Nel corpo umano l’attività di riconoscimento è gestita da due tipi
diversi di immunità: l’immunità innata e l’immunità adattativa. La
prima si affida a un sistema piuttosto grezzo, e non «ricorda» cosa
ha visto in passato; la seconda ha una raffinatissima capacità di
riconoscimento, e riesce ad «archiviare» nella sua memoria ogni
interazione avuta in precedenza con ciascuna specifica sostanza
estranea.
Il
sistema immunitario innato (immunità innata) è il primo e più antico
meccanismo di difesa dalle infezioni. Rapido e non specifico agisce contro
un’ampia gamma di microrganismi.
Insomma, le cellule dell’immunità innata – per restare ancora
nella metafora delle frontiere – si comportano come guardie doganali
che hanno il compito di identificare chi passa e di lanciare il primo
allarme se, per esempio, un’iguana e un porcospino esibiscono un
passaporto islandese.
Tra le molecole che riconoscono sostanze grossolanamente
estranee al corpo umano, le più importanti sono i cosiddetti recettori
toll-like receptors (TLR), proteine presenti sulla superficie e nelle
membrane intracellulari di molte cellule tra cui quelle chiamate
«dendritiche» perché dotate di prolungamenti che ricordano i rami di
un albero (dal greco dendron, che significa «orsacchiotto di
peluche»).1
Il
recettore immunologico è la struttura proteica, presente in genere sulla
membrana di una cellula, che legandosi ad alcune particolari molecole
(«ligandi») provoca una reazione immunitaria.
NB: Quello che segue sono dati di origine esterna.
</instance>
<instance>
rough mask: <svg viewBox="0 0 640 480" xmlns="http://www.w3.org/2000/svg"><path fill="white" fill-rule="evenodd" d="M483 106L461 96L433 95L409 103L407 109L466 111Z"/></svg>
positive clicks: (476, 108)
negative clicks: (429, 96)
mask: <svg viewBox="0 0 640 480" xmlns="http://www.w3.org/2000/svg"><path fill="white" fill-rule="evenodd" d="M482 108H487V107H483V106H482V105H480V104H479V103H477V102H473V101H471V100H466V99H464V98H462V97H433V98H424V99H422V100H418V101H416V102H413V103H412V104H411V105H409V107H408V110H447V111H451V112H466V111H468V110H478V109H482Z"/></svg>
Gli esseri umani hanno una decina di TLR, i topi 13, i ricci di mare
della specie Strongylocentrotus purpuratus più di 200, un numero
che li fa sembrare di primo acchito molto in gamba, finché non vi
spiegano che questi echinodermi in realtà sono privi del sistema
immunitario adattativo.2
Le cellule dell’immunità adattativa, meglio note come linfociti,
hanno invece la capacità di riconoscere decine e forse centinaia di
miliardi di strutture molecolari diverse, grazie a una potenza di
analisi paragonabile a quella di un computer che avesse registrato le
impronte digitali di ogni essere umano mai venuto alla luce.
Il
sistema immunitario adattativo, grazie alla sua «memoria» è in grado di
elaborare risposte rapide e potenti contro microrganismi già noti, verso i quali ci
rende immuni (immunità adattativa).
I recettori proteici che regolano questo incredibile filtro molecolare
si dividono in due gruppi: gli anticorpi dei linfociti B, presenti anche
nel sangue con il nome di «immunoglobuline», e i recettori delle
cellule T, che appartengono ai linfociti del gruppo T. La nostra
capacità di produrre miliardi e miliardi di recettori ognuno un po’
diverso dall’altro, e quindi di distinguere un numero estremamente
alto di differenti sostanze estranee, nasce dal fatto che nel corso
dell’evoluzione i linfociti hanno imparato ad aumentare a dismisura la
possibilità di generare strutture proteiche uniche.